Форзац – это изнанка переплета и следующий за переплетом лист. Они образуют разворот. Этот разворот может быть просто цветной, чтобы подчеркнуть в дальнейшем белизну бумаги. А если он изобразительный, то изображает подоплеку всей книги, почву, основное отвлеченное общее состояние, общий характер всей повести. В «Евгении Онегине» действие происходит в различной обстановке, в различной среде, но там очень большую роль играет природа, русская природа. В сущности, проходят и лето, и осень, и зима, и весна. И так как природа – это тема Татьяны, ее пространство, то я считал бы, что здесь на форзаце нужно изобразить русскую природу. Форзаца два – передний и задний. Следовательно, можно изобразить различные картины природы. Но, прикидывая вначале различные пейзажи, мне вдруг пришло в голову: а если поместить там зимний пейзаж, со снегом, с деревьями, покрытыми инеем, словом, изобразить чудный блеск зимы… И почему-то такой, казалось бы, холодный пейзаж мог бы сделать все чувства, описанные в «Евгении Онегине», еще более интимными и доходчивыми.

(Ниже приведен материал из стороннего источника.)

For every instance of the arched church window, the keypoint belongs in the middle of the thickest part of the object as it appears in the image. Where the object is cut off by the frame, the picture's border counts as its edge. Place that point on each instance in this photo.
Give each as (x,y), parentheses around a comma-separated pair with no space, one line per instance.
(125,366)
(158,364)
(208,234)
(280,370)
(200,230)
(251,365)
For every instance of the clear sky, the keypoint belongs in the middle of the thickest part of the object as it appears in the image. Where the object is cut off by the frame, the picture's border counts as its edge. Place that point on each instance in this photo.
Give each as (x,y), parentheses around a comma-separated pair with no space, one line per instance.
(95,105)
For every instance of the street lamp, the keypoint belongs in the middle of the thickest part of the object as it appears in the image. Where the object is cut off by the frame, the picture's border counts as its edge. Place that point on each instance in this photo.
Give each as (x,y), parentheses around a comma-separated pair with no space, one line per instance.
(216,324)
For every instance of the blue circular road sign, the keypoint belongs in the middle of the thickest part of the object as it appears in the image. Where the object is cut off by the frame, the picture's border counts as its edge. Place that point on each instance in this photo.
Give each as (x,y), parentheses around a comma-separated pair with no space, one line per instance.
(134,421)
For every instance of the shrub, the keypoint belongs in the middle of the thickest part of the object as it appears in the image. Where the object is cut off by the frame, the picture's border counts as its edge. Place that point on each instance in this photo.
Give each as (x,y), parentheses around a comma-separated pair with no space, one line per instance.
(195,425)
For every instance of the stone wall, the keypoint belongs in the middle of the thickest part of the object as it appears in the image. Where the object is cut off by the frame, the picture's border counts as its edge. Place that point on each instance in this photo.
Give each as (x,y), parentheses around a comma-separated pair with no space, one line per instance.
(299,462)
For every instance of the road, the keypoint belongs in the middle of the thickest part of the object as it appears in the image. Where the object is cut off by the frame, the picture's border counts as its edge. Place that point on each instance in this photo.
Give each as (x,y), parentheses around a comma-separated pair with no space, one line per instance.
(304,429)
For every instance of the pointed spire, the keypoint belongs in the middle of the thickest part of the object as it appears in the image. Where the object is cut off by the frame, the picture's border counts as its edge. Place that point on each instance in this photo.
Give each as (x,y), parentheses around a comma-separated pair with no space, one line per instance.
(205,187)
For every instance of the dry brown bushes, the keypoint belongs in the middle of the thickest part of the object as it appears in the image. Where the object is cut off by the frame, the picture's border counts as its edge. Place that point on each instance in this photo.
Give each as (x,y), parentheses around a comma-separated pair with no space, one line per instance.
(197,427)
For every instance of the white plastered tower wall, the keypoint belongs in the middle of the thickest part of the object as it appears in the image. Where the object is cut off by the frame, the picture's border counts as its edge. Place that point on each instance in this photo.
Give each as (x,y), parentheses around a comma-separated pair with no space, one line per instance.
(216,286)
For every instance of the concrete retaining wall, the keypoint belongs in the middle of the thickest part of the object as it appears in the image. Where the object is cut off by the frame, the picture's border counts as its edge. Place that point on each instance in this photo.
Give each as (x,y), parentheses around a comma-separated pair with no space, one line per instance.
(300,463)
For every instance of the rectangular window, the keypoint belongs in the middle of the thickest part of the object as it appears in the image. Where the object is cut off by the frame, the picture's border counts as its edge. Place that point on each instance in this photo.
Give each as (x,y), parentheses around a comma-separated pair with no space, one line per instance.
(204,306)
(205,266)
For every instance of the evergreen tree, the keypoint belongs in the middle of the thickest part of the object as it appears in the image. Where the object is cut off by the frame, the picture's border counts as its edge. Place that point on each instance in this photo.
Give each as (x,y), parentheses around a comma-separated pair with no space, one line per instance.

Мы рассмотрели форзац, один из элементов книги.

Если взять все элементы книги, составляющие как бы оркестр разных инструментов, то мы увидим, что каждый элемент книги имеет свой голос, свою задачу.

Перевернем теперь дальше страницу. Перед нами разворот, в котором левая сторона пустая, на правой может быть название издательства или издательская марка.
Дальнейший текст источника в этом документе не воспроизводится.